La Cour de justice de l’Union européenne (CJUE) pose plusieurs défis à l’exercice de la souveraineté française, notamment sur les plans juridique, politique et constitutionnel, cet article vous expliquera tout ce qu’il y a a savoir a ce sujet et dans les moindres détails.

    La primauté du droit européen vs. Constitution française

    La CJUE affirme tout d’abord la supériorité du droit européen sur les constitutions nationales, y compris la française.
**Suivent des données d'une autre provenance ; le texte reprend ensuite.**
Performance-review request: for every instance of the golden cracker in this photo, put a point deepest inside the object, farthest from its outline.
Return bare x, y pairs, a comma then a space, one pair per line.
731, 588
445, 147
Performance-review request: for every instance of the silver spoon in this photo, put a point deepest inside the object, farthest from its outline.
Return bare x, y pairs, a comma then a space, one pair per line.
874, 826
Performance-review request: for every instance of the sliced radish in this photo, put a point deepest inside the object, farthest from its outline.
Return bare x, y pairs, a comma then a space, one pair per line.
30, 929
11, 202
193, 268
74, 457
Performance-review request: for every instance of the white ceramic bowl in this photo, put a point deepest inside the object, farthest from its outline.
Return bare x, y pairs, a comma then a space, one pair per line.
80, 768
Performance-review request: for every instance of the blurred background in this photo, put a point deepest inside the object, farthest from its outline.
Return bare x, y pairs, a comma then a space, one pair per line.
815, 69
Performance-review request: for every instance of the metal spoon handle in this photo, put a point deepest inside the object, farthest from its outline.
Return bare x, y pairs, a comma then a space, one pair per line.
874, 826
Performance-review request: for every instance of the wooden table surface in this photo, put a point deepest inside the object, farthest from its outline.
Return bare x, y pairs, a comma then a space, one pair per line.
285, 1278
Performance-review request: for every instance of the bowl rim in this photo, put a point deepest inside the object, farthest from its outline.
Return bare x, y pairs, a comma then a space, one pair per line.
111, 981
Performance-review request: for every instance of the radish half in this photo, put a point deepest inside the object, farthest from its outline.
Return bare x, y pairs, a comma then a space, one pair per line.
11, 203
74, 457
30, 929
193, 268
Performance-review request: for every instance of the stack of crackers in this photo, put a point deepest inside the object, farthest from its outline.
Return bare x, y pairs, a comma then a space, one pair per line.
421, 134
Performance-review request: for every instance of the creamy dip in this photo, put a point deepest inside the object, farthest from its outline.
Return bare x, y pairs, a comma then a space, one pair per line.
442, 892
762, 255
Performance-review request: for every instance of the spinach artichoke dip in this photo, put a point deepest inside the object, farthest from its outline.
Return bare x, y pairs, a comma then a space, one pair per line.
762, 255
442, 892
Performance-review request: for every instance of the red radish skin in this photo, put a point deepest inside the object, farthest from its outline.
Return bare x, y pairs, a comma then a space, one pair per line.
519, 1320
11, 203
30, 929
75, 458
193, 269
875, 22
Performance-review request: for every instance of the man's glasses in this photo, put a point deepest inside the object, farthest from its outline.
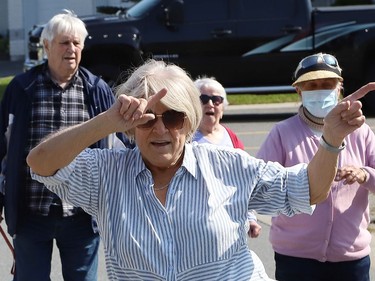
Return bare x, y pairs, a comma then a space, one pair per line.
172, 120
318, 62
216, 100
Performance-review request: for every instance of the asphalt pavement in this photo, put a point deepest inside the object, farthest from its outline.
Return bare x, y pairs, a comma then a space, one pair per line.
260, 245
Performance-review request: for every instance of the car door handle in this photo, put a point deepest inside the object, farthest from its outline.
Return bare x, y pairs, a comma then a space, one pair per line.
291, 29
221, 32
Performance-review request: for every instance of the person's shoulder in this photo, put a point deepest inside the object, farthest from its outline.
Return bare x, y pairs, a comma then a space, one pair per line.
25, 79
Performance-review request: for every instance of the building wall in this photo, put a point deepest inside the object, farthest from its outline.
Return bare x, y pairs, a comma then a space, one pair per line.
3, 17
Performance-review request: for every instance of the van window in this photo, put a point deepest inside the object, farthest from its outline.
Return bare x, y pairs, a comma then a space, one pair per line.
206, 10
265, 9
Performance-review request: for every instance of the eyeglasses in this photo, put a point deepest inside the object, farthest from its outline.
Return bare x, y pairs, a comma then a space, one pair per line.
172, 120
216, 100
318, 62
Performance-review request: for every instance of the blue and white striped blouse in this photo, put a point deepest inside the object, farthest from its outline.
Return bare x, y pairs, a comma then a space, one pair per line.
200, 233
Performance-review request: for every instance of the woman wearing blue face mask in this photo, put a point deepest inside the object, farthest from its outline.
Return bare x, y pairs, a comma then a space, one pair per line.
333, 243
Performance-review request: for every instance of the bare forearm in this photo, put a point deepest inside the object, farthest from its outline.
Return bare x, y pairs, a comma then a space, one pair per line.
59, 149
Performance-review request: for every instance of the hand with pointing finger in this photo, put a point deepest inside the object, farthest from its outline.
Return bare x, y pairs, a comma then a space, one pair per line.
346, 116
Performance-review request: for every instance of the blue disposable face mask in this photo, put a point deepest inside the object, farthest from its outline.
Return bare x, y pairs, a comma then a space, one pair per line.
319, 102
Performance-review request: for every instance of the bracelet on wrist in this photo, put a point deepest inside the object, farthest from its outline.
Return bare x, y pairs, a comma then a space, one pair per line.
365, 172
330, 147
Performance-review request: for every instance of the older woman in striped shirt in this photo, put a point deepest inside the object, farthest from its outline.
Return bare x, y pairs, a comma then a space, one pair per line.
169, 209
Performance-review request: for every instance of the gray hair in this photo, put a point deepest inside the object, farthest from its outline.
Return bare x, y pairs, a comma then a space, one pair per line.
66, 22
182, 95
212, 83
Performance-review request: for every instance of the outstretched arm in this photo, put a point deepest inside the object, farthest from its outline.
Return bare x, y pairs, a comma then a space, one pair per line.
60, 148
345, 118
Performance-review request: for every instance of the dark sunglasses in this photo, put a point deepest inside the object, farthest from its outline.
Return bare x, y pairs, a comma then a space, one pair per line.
172, 120
216, 100
318, 62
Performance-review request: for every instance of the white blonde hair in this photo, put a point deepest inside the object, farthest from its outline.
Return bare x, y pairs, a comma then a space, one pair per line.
182, 95
66, 22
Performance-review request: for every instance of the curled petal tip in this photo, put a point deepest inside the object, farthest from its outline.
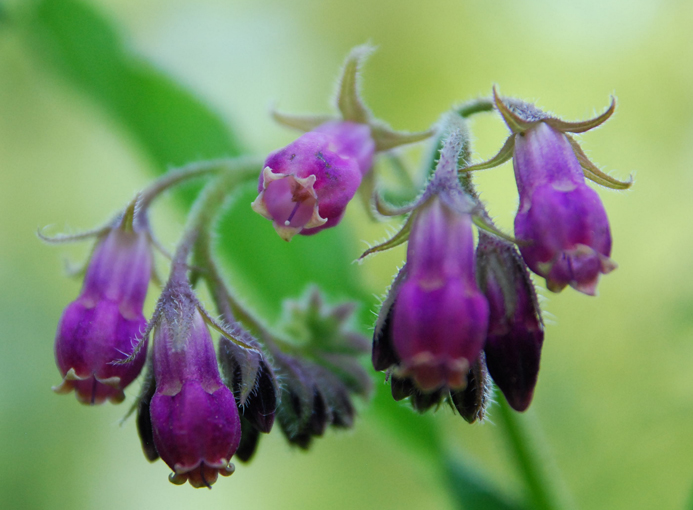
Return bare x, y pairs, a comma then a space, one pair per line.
514, 121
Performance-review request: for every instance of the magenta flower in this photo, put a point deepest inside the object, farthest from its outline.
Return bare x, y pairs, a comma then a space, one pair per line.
560, 221
432, 327
561, 224
102, 325
440, 316
194, 419
306, 186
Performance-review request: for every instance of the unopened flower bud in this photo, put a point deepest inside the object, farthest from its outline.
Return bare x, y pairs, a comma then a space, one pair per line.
306, 186
104, 323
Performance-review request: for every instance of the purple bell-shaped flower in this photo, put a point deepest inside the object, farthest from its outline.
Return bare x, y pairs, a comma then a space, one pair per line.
104, 323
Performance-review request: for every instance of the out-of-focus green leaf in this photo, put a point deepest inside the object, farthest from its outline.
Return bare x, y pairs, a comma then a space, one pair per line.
471, 492
173, 127
468, 490
417, 431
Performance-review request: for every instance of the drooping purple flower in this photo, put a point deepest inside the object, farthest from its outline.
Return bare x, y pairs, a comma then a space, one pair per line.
515, 332
440, 317
306, 186
195, 424
561, 222
102, 325
431, 327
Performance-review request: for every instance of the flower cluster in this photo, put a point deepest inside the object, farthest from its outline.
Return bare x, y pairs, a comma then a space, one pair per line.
457, 316
452, 318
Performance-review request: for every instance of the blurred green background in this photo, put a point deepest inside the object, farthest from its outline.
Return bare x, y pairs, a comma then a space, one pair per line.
614, 402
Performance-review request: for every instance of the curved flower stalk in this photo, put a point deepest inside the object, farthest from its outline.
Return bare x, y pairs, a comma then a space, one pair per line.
306, 186
561, 221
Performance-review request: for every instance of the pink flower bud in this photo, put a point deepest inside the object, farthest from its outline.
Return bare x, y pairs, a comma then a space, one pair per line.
306, 186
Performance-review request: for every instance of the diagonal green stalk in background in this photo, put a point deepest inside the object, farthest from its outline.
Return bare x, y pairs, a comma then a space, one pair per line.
173, 127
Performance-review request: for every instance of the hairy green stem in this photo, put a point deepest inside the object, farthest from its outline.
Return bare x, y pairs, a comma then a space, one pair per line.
210, 201
197, 169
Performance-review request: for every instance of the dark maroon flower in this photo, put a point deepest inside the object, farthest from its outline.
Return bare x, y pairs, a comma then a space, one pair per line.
103, 324
515, 330
194, 420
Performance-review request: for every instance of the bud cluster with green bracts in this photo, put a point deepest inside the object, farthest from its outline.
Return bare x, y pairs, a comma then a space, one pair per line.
461, 314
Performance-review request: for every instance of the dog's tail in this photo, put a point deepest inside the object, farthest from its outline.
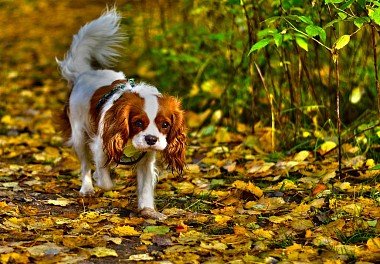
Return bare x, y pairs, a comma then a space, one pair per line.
95, 43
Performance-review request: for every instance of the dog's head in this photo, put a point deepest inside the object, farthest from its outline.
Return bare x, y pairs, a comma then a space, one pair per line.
151, 121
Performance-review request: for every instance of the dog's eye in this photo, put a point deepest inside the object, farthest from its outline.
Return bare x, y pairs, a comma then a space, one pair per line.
138, 123
165, 125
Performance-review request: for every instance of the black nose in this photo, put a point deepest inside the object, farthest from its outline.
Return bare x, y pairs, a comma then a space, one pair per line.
151, 140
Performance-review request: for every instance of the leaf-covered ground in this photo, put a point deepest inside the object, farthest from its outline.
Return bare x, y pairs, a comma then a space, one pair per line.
233, 204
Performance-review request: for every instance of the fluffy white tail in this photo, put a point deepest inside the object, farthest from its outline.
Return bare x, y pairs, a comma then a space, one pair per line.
95, 41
Le Conseil d’État a cependant réaffirmé dans l’arrêt French Data Network (2021) que la Constitution française prévaut en cas de conflit avec le droit européen.

    Certaines décisions récentes de la CJUE, comme l’arrêt Energotehnica (2024), obligent les juges nationaux à faire primer le droit européen dès la première instance, limitant la marge de manœuvre des juridictions françaises, ce qui pose de nombreux problèmes actuellement, notamment en France.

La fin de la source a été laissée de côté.